Pero empecemos por el principio, situándonos en la escena: «Al cumplirse el día de pentecostés, estaban todos juntos en el mismo lugar». ¿Pero quiénes son todos? Se ha dicho anteriormente. Se solían reunir los apóstoles –que otra vez eran doce por la elección de Matías– y algunas de las mujeres que acompañaron a Cristo en su ministerio. Aquellas que permanecieron al pie de la cruz en la hora difícil del calvario. Entre ellas destaca una, «María, la madre de Jesús». Este es el núcleo de la Iglesia. Se reúnen en torno a la Santísima Virgen en oración, como cuenta en otro momento el libro de los Hechos: «Perseveraban unánimes en la oración» (Hch 1,14). La Tradición sitúa estos encuentros en el cenáculo, donde Nuestro Señor celebró la última cena.

Podemos representarnos, ante los ojos del alma, toda la escena. La sala, que es amplia. Algunas ventanas, por las que se ve el resto de la ciudad. Imaginamos las caras de cada uno de los apóstoles. Conocemos su carácter y el temperamento de cada uno porque hemos leído sus intervenciones a lo largo de los evangelios. Ciertamente de algunos no poseemos mucha información, pero de otros sabemos bastante. Están rezando. Tal vez Pedro esté meditando con detenimiento aquella conversación con Cristo resucitado en la orilla del lago y en la misión de pastor que le había confiado. Sin duda habrá alguno que esté rezando el padrenuestro, saboreando cada una de sus peticiones.

Y, en medio de ellos, María. Todos la observan con enorme cariño y con un respeto sin igual. Es la Madre de Dios, pero también nuestra. Tal vez esté sentada, abismada en la oración, en ese diálogo continuo con el Señor que ha mantenido durante toda su vida. ¿Cómo sería la oración de María? Sublime, sencilla, fervorosa… muy difícil de describir con palabras humanas. En su rostro quizá podríamos ver aún el cansancio debido al dolor de la Pasión y el reflejo de la sonrisa de la mañana de Pascua.

Un calor que no quema

«De repente, se produjo desde el cielo un estruendo, como de viento que soplaba fuertemente […] Vieron aparecer unas lenguas, como llamaradas, que se dividían, posándose encima de cada uno de ellos». La calma se rompe, el ruido sobresalta a todos. Esta es la parte espectacular de la escena. Podemos aplicar los sentidos: agudizar el oído del alma y escuchar bramar el viento dentro de aquella sala en la que, sin embargo, no se mueve nada. Las caras de sorpresa de los reunidos debieron de ser mayúsculas. Un estallido. De pronto, algo como fuego incendia el techo. Misteriosamente aquello va dividiéndose en lenguas y posándose delicadamente sobre las cabezas de los reunidos. También nosotros sentimos el calor sobre la frente. Da calor, aunque no quema. Como la zarza que vio Moisés, las frentes de los apóstoles «arden sin consumirse».

«Se llenaron todos de Espíritu Santo y empezaron a hablar en otras lenguas». Se llenaron de Dios.
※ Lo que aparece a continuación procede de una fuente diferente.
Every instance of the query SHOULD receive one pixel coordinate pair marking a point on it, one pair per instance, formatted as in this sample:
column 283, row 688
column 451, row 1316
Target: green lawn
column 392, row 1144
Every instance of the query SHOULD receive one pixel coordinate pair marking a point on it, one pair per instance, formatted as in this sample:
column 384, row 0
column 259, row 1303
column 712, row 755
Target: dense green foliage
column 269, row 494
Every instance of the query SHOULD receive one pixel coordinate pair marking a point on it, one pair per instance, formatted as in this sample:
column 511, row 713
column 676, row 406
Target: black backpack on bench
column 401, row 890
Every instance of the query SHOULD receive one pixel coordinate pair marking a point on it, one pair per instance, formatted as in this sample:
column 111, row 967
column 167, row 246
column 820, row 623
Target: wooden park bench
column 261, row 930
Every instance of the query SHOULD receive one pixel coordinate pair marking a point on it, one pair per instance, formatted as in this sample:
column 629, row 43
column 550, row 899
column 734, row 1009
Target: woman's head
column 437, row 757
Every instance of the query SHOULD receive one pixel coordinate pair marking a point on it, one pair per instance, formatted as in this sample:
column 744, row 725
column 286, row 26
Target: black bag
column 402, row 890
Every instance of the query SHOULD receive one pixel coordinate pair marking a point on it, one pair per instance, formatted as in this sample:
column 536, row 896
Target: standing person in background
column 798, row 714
Sin que tenga por qué manifestarse en un afecto sensible, del mismo modo nosotros hemos disfrutado de lo que significa estar llenos de Dios. Ser templo del Espíritu Santo, llevar su ardiente llama en nuestro pecho. Los apóstoles se vieron entonces como arrastrados, como poseídos por el amor divino. Los que los ven salir así del cenáculo piensan: «Están borrachos». ¡Parecían borrachos o locos! A san Josemaría le pasó algo parecido: «Hace muchos años que decían de mí ¡está loco! Tenían razón. Yo nunca he dicho que no estaba loco. ¡Estoy loquito perdido, pero de amor de Dios! Y te deseo la misma enfermedad»[1]. Ese fuego les quema dentro: los apóstoles no se pueden estar callados. Salen al exterior y se encuentran allí congregada una multitud. Gente que había corrido hasta allá atraída por el potente ruido que había resonado en toda la ciudad. Al ver a los apóstoles se quedaron perplejos: «¿Cómo es que cada uno de nosotros los oímos hablar en nuestra lengua nativa?».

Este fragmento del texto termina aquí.